The discussion revolves around the nature of light and color perception, particularly focusing on why organisms, including humans, have evolved to detect a specific range of electromagnetic radiation (EMR) known as visible light. Participants explore the properties of EMR, the evolutionary significance of visible light, and the implications of different wavelengths on biological detection mechanisms.

Discussion Character

  • Exploratory
  • Debate/contested
  • Conceptual clarification

Main Points Raised

  • Some participants note that color and light are subjective properties assigned by our brains to the interaction between our eyes and EMR, questioning the evolutionary basis for the limited range of visible light detection.
  • There is a suggestion that different species have evolved to detect various parts of the EM spectrum, with some having good infrared vision.
  • One participant raises the question of whether specific qualities of EMR, such as frequency and amplitude, contribute to the evolutionary development of visual systems.
  • Another participant discusses the structural requirements for detecting different frequencies, suggesting that longer wavelengths like radio waves would require larger structures, which may not have evolved.
  • Some argue that the evolutionary pressures faced by nocturnal versus diurnal animals could explain the development of different visual sensitivities, such as infrared versus color vision.
  • A participant questions why organisms evolved to detect visible light specifically, considering the sun emits a wide range of EMR, and whether the intensity of EMR in the visible range plays a role.
  • Concerns are raised about the potential damaging effects of wavelengths outside the visible spectrum on biological structures, particularly regarding UV and higher frequencies.
  • One participant explains that the intensity of EMR decreases significantly beyond the visible spectrum, contributing to the perception of darkness at higher wavelengths.
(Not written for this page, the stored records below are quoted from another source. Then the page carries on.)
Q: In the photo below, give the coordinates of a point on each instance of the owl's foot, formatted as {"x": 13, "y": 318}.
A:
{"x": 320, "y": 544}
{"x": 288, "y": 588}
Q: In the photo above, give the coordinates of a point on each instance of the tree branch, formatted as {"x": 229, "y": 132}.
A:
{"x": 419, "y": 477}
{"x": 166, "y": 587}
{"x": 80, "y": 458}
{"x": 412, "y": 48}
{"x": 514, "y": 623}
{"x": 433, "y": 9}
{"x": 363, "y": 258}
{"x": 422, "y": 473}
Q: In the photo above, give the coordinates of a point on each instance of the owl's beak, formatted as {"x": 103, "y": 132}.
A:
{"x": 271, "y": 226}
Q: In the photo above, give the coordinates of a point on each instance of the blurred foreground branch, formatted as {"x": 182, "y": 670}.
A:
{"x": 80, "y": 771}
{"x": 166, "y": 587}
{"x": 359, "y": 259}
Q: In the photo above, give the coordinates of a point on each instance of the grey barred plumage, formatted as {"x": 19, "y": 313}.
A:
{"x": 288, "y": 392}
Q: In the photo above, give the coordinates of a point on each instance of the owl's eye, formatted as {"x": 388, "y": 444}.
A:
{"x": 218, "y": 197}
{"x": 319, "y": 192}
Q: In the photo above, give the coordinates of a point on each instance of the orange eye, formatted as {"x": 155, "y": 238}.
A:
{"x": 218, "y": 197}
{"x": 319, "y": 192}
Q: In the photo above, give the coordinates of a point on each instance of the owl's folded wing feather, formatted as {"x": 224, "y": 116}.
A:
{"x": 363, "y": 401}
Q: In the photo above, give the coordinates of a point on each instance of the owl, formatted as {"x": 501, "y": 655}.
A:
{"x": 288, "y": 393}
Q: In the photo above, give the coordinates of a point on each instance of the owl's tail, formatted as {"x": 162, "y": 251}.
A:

Areas of Agreement / Disagreement

Participants express a range of views on the evolutionary significance of visible light detection, with no consensus reached on the specific reasons for this evolutionary adaptation. Multiple competing perspectives on the properties of EMR and their implications for biological detection remain present throughout the discussion.

Contextual Notes

Participants acknowledge the complexity of EMR and its interaction with biological systems, highlighting the need for further exploration of the assumptions underlying their claims about evolutionary pressures and the properties of different wavelengths.

  • #61
Furyan5 said:
We don't actually see light, we see because of light. Our brain doesn't create a visual representation of light itself, for us to perceive. The brain interprets light into sensations such as colors and brightness. It's this we perceive. It's through colors and brightness that we perceive objects. The contrast from its surrounding colors and brightness.
Well, we "see light" in the sense that photons themselves hit photosensors and trigger a response.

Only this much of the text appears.